Anyone who knows Jensen will tell you she’s a natural-born storyteller.  She gave up her career as a school teacher after just a few years because she feared bringing home a panoply of viruses to her vulnerable husband, but she never lost her affection for children and her gift of making history come alive for them.

Kooistra recalls working on a segment for a nationally-syndicated television program called Teen Kids News.  Asked by the presenter how Billings started, Kooistra says he went into his “typical” long-winded explanation about topography, land use and river position.

Jensen, he recalls, had a different approach: “There was free land.”

“She got straight to the point and she knew her audience,” Kooistra says.  “She got way more air play than me, even though her answers were more concise.”

But Jensen is more than a lay historian and storyteller, she is a preservationist.  In 2003, she was awarded the first ever Eugene T. Carroll Historic Preservation Award.  And in 2006, she donated thousands of historic photographs, negatives and documents to the Western Heritage Center, as well as the money to enter them into the museum’s archives.

DSPA2485

The Jensen Collection is made up of historic items Joyce and her husband collected, as well as photographs and documents passed down from Larry’s parents, William E. and Margaret E. Jensen, noted outdoor photojournalists.

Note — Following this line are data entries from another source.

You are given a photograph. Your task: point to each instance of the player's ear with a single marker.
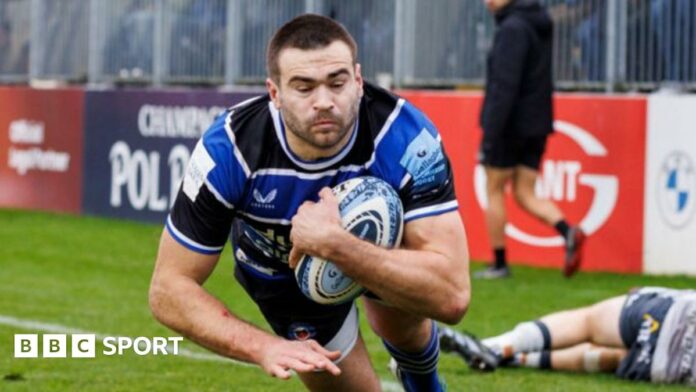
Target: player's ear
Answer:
(273, 91)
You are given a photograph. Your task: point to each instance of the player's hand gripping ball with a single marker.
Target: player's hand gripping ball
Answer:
(371, 210)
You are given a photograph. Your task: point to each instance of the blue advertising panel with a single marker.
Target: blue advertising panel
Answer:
(137, 145)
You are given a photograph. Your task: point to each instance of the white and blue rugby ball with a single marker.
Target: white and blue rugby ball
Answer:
(370, 209)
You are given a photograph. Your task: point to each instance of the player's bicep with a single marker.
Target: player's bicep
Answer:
(177, 261)
(443, 234)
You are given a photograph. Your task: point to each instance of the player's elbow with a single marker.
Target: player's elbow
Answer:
(157, 298)
(455, 307)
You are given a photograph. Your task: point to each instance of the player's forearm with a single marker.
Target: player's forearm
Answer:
(184, 306)
(418, 281)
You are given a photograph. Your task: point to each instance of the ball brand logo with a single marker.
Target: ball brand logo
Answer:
(262, 201)
(559, 182)
(676, 189)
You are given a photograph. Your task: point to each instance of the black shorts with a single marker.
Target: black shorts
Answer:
(639, 324)
(296, 317)
(511, 151)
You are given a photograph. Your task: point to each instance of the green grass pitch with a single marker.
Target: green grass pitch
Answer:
(92, 274)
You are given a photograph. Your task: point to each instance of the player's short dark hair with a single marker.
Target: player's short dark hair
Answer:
(306, 32)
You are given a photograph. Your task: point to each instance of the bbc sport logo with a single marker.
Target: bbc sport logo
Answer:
(85, 345)
(676, 189)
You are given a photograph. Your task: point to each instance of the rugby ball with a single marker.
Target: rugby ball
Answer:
(371, 210)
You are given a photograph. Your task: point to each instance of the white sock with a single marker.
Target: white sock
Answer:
(534, 359)
(526, 337)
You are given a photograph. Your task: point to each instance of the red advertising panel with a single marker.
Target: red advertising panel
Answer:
(41, 148)
(593, 170)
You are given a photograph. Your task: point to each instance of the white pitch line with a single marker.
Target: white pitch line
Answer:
(387, 386)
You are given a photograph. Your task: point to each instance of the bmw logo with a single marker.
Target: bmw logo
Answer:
(676, 189)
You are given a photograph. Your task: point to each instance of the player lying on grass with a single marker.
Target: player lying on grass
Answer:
(260, 176)
(647, 335)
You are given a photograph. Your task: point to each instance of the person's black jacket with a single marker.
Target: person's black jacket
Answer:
(519, 82)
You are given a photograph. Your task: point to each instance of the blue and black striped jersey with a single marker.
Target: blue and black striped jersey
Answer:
(244, 182)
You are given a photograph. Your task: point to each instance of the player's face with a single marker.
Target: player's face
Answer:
(318, 94)
(495, 5)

Among the thousands of remarkable images is one of a young Charles Lindbergh taken in Billings in 1922. There's one of the Billings Hill Climb taken in 1938, the steep, dirt track just as it is today and one of a Yellowstone River Float taken in the 1960s.

Although she had a stint as volunteer coordinator for the WHC in the 2000s, a paid position, Jensen has mostly worked as a volunteer.  And she is still going strong, regularly giving tours and lectures, most recently one about World War II prisoners of war, who came to Montana to work in the sugar beet fields.  In her free time, she travels extensively abroad.

DSPA2469

Jensen says she’s moved to share her knowledge about history, especially with young people, because telling stories that link people to a place makes that place feel like home.

“Home is part of your heart and encompasses a bigger place than the house you live in.  It’s an area you feel really comfortable in,” Jensen says.  “In an ideal world, home is safe and somewhere you want to take care of and make better.”